「アンナ・コムニニ」は長詩『アレクシアデス』に登場するアンナ・コムニニの描写に対するカヴァフィスの不満を書いている。夫が死んでしまって、王妃は「わが眼を涙の河にゆあみさせつつ/わが人生の波高きをなげき」という具合に描写しているのだが、
ほんとう? そうぉ? この権力亡者の女が?
あいつの問題にする悲しみはただ一つ、
自認しなくてもいいさ、この傲慢なギリシャ女の
身をよじらせる痛みとはこれ。
手練手管を尽くしたあげく
ついに玉座に手が届かずじまい。
ヨアネス、けしからぬ、あわやのきわに横取りしおって。
第三者の立場から「ほんとう? そうぉ? この権力亡者の女が?」とはじまって、それが客観的な見方ではなくなる。いつのまにかアンナ・コムニニのことばになってしまう。そのことばの動き、変化がおもしろい。
口語の力が大きいのだと思う。
「ほんとう? そうぉ?」というカヴァフィスの無防備な疑問。「この権力亡者の女」という強烈な批判、「あいつの問題にする悲しみはただ一つ」と冷徹に分析に向かう。冷徹ではあっても、それは慎重というのとはかなり違う。口語のスピードで、ぐいぐいと動く。動かしているうちに、カヴァフィスの声が、アンナ・コムニニの声になってしまう。そして、そのことばの「切り替わり」のスイッチのようなところに、
身をよじらせる痛みとはこれ。
「痛み」ということばが動くところが、とてもいい。
「悲しみ」というのは肉体に直接響いて来ないが、「痛み」は直接的だ。他人の悲しみよりも痛みの方が肉体を刺戟する。他人の痛みを感じた瞬間、それは自分の痛みになる。道に倒れて、誰かが腹を抱えて呻いていたら「腹が痛いのだ」と感じるように、「痛み」は「肉体」の「自他」を忘れさせる。自分の「痛み」を思い出して、他人を見て「腹が痛い」のだと思う。
で、「痛み」を通って、カヴァフィスはアンナ・コムニニになり、「横取りしおって」というような口語を動いてしまう。この口語の動きがなまなましい。強靱だ。

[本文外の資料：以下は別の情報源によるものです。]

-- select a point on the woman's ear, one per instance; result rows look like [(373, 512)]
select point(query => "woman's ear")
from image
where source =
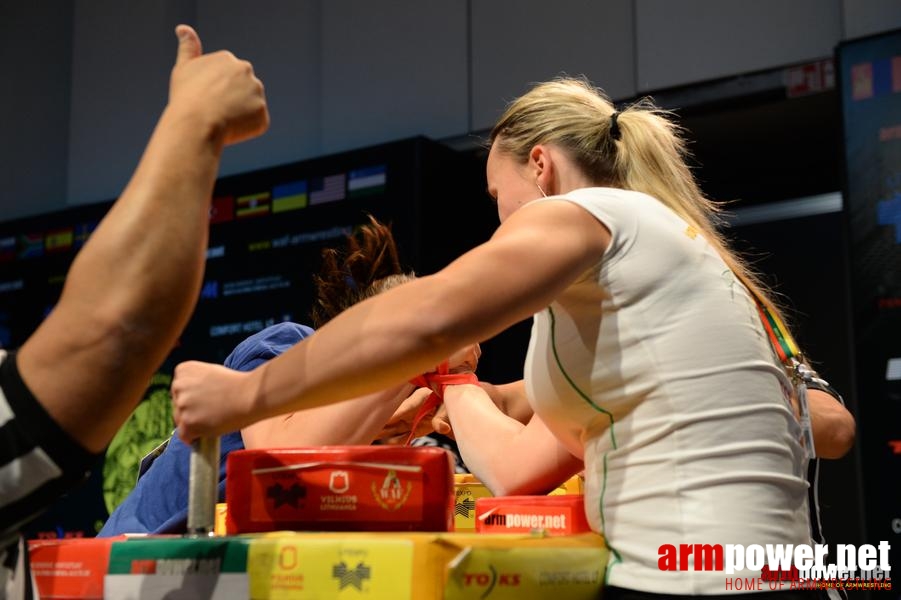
[(541, 166)]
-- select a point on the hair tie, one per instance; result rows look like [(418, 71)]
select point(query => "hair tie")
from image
[(615, 133)]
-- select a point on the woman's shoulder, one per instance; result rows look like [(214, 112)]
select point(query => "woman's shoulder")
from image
[(266, 344)]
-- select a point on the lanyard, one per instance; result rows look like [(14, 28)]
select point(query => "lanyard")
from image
[(790, 356)]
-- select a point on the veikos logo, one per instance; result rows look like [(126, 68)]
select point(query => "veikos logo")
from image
[(392, 495), (339, 482), (486, 581), (784, 566)]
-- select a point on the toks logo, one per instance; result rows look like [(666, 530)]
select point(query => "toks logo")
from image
[(489, 580), (291, 496), (351, 577)]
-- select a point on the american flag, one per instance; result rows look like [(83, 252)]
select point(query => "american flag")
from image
[(327, 189)]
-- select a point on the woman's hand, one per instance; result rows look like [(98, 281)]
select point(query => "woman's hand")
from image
[(210, 399)]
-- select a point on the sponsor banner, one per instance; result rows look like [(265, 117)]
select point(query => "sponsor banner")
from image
[(59, 240), (289, 196), (363, 182), (252, 205), (222, 209)]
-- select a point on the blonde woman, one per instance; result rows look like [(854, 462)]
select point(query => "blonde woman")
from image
[(648, 363)]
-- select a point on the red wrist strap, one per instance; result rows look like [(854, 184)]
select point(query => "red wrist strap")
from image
[(440, 379)]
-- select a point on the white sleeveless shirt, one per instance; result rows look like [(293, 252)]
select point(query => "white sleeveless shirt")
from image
[(655, 368)]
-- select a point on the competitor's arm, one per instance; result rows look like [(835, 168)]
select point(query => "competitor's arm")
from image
[(407, 330), (507, 456)]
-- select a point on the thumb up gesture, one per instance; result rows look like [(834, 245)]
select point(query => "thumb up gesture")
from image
[(218, 89)]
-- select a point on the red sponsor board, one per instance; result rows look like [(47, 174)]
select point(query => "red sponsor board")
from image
[(340, 488), (556, 515), (70, 568)]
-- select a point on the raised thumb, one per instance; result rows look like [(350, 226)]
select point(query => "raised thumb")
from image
[(188, 44)]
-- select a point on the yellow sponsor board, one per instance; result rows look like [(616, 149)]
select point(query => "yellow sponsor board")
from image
[(306, 567), (526, 572), (424, 566), (467, 489)]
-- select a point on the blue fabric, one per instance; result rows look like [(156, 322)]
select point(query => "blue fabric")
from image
[(159, 502)]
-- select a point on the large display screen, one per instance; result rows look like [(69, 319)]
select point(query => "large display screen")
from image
[(267, 232), (870, 76)]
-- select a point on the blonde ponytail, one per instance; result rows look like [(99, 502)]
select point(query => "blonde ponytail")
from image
[(638, 148)]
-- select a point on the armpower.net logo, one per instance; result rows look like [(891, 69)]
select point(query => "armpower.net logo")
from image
[(784, 566)]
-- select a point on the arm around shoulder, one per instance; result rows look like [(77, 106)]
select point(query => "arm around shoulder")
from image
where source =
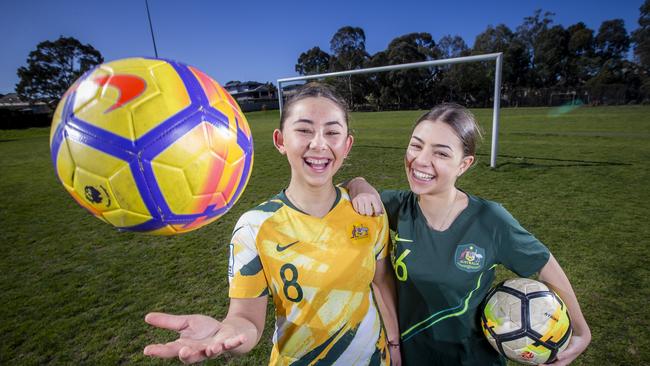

「けしからぬ」は人前でも言うだろうが、「横取りしおって」の「しおって」は王妃のような立場の人間が言うことばではない。しかし、人前では(公式には)言わないが、非公式の、つまり「こころの声」では、俗語まるだしになる。
口語、俗語によって、感情が共有されていく。中井久夫の訳は、こういう感情の共有を促す「俗語(口語)」のつかい方がとても巧みだ。読者の感情を煽るように動く。